First things first: Both Mac and Mc mean exactly the same thing. Mac means son in both Scottish Gaelic and Irish. Contrary to popular belief, if does not mean son of. Instead, the word mac before a name places that name in the genitive case, which in Gaelic necessitates what’s called lenition or aspiration. In plain terms, that means the first letter of the name changes a bit. Names beginning with B, for example, will become Bh, which sounds like V. Hence beatha, meaning life, becomes bheatha (which is, interestingly enough, very similar to words for life in Latin languages), so that the family name becomes MacBheatha, which is pretty much pronounced the same as MacVay.

Mc is simply a contraction of Mac. There are all sorts of theories out there about the difference between Mac and Mc, the most common being that Mac is used by Protestant and Mc by Catholics (and also that Mac is Scottish, Mc is Irish; from these two misconceptions we get the origins of Irish Catholics being called Mickeys in America), but while that may be true in some cases (more on a possible example below), in most cases Mc is nothing more than a contraction of Mac. Here’s a better explanation than mine, an extract from a book called Tartan for Me! by Philip D. Smith, Jr. (which I found here):

Mac, Gaelic for “son”, is the most common element of Scottish and Irish surnames. In both countries, Mc is always an abbreviation of Mac. There is absolutely no truth to the American myth at Mac is Scottish and Mc is Irish. Mac used to be abbreviated M’ although this spelling is not common now. At times, all three versions can be seen. in an early book on Highland music, the author spelled his own family name three different ways on the first two pages — “MacDonald”, “McDonald”, and “M’Donald.”

Black’s The Surnames of Scotland and MacLysaght’s The Surnames of Ireland both treat Mac in the same way — as the only and original spelling. Persons seeking a name spelled “Mc” are expected to know that it is a conventional abbreviation for Mac. This same approach is used in Tartan For Me! To find “McDeal” look for “MacDeal.”

Mac is always considered an addition to a name. Before there was a “Donald’s Son” there was a “Donald”. In both Scotland and Nova Scotia, names beginning with Mac were traditionally alphabetized under the first letter of the second name — MacArthur under “A”, MacZeal under “Z”. Many Scots dropped “Mac” as they became Anglicized or emigrated, “Mac Wyeth” becoming simply “Wyeth”. “Kinzie” is from “MacKenzie”. The one notable exception is the Innes and MacInnes families, each quite distinct. The Innes family have Pictish roots and are from the east coast of Scotland with a red tartan. The MacInnes are of Gaelic origin from the west coast and wear a green tartan.

Mac takes a variety of pronunciations. In Islay Gaelic, Mac is pronounced like /mek/. In the United States one hears it as “mick”. Preceding a /k/ or /g/ sound, the final /k/ of Mac disappears. It became the practice in both the south of Scotland and in Ireland to write two words as one (MacGill to Magill; MacHale to Makale).

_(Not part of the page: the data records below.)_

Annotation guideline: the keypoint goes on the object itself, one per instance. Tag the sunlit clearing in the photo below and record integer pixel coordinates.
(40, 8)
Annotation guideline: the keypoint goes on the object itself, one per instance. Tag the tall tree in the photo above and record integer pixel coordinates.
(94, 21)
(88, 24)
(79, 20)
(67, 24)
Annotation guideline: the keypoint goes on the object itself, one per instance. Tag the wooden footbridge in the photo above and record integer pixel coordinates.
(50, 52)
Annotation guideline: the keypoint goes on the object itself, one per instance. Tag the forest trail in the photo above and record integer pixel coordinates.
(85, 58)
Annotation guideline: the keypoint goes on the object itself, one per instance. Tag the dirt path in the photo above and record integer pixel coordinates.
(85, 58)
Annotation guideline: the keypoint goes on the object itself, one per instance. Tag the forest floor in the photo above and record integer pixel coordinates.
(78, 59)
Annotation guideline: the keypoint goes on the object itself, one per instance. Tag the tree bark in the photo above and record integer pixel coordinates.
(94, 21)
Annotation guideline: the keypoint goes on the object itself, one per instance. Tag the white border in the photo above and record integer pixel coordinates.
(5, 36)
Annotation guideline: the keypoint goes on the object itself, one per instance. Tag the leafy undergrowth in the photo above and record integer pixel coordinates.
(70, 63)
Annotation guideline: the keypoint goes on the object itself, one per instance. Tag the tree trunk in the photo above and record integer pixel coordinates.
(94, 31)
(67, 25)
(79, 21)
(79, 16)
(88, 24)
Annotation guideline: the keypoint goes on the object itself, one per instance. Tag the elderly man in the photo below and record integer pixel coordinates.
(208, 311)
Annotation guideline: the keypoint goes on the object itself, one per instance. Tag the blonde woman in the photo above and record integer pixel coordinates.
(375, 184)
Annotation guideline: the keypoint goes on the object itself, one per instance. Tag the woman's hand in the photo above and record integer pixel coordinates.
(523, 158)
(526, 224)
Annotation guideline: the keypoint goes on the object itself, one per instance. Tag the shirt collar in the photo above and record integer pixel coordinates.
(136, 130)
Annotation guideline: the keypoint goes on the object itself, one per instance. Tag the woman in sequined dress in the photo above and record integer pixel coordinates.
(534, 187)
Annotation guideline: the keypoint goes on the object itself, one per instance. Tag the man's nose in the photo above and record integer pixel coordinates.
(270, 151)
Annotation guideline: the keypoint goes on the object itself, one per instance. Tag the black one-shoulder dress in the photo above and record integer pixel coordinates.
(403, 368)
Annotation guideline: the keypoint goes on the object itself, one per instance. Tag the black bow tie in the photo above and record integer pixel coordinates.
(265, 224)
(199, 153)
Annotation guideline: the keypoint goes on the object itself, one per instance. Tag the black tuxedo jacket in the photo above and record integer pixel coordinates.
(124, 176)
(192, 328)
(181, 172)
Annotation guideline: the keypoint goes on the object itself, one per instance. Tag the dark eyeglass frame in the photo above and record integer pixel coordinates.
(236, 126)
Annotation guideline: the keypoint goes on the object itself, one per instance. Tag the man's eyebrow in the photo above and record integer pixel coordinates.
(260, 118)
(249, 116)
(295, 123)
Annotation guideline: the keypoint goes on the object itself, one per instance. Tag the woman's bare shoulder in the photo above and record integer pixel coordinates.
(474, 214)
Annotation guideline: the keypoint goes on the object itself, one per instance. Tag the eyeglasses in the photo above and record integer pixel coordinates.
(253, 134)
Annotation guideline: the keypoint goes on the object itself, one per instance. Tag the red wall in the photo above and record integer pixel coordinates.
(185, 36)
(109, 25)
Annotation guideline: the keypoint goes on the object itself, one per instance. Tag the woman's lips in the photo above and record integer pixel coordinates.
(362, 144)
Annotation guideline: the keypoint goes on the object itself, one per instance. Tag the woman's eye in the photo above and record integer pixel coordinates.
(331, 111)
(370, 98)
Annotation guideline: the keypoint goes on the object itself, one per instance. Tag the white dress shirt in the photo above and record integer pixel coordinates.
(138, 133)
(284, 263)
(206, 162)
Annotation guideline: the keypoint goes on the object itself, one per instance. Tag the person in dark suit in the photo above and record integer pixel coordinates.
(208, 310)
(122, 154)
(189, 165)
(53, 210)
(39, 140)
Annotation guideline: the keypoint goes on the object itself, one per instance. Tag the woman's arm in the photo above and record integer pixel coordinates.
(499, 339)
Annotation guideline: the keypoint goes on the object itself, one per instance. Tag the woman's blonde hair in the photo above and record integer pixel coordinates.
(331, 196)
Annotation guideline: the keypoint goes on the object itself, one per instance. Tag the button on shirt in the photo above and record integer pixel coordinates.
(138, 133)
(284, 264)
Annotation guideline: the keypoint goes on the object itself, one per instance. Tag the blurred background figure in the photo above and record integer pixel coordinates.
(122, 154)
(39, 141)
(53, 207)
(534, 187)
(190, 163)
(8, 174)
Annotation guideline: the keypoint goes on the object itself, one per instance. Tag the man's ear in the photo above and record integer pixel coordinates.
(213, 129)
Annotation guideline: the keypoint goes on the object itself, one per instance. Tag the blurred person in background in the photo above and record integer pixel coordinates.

In other names the /k/ sound of Mac is duplicated and attached to the front of a following word if it begins in a vowel (MacArter to MacCarter). The reverse also occurs. If the second name begins with a /k/ or /g/, producing two /k/ sounds together, one may disappear (MacGill to Magill; MacKenzie to MacEnzee). Mac is at times pronounced “muck” and written that way (Mac ‘il Roy to Muckleroy).

There’s also an interesting bit about the Anglicization of Gaelic names being helped along by the fact that a lot of Gaelic speakers could not read or write Gaelic (this one’s debatable) and would therefore just write names in English as they sounded in Gaelic.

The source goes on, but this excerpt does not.